Invasion von der Erde
In dem Klassiker-Bestseller „Krieg der Welten“ von H. G. Wells wird die Menschheit nach erfolglosem Kampf gegen gnadenlose Invasoren vom Mars schließlich durch ein simples irdisches Bakterium gerettet, das die Marsianer dahinrafft. Nun schrieb Wells zwar Science-Fiction, aber der Kerngedanke beschäftigt die Wissenschaft auch im wirklichen Leben: Von irdischen Mikroorganismen kann eine Gefahr für mögliches außerirdisches Leben ausgehen.
Unbemannte Lander beherbergen mikroskopische Lebensspuren von der Erde, die sich auf dem jeweils angesteuerten Planeten oder Himmelskörper festsetzen und verbreiten könnten.

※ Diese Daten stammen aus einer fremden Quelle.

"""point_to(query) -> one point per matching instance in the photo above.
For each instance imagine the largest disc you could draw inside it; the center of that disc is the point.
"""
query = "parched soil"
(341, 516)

Die Zerstörung von Lebensformen, die auf diesen Himmelskörpern möglicherweise existieren, ist aber nur eine der Gefahren. Eine Verunreinigung mit irdischen Mikroorganismen kann auch die Erkundung der angeflogenen Himmelskörper beeinträchtigen: Die Messergebnisse der empfindlichen Analysegeräte können verfälscht und damit unbrauchbar werden. Und möglicherweise verspielt der Mensch durch eine unachtsame Kontamination außerirdischer Himmelskörper die einzigartige Chance, Chemie und Umweltbedingungen fremder Welten zu untersuchen, die (noch) kein Leben tragen oder auf denen das Leben bereits erloschen ist.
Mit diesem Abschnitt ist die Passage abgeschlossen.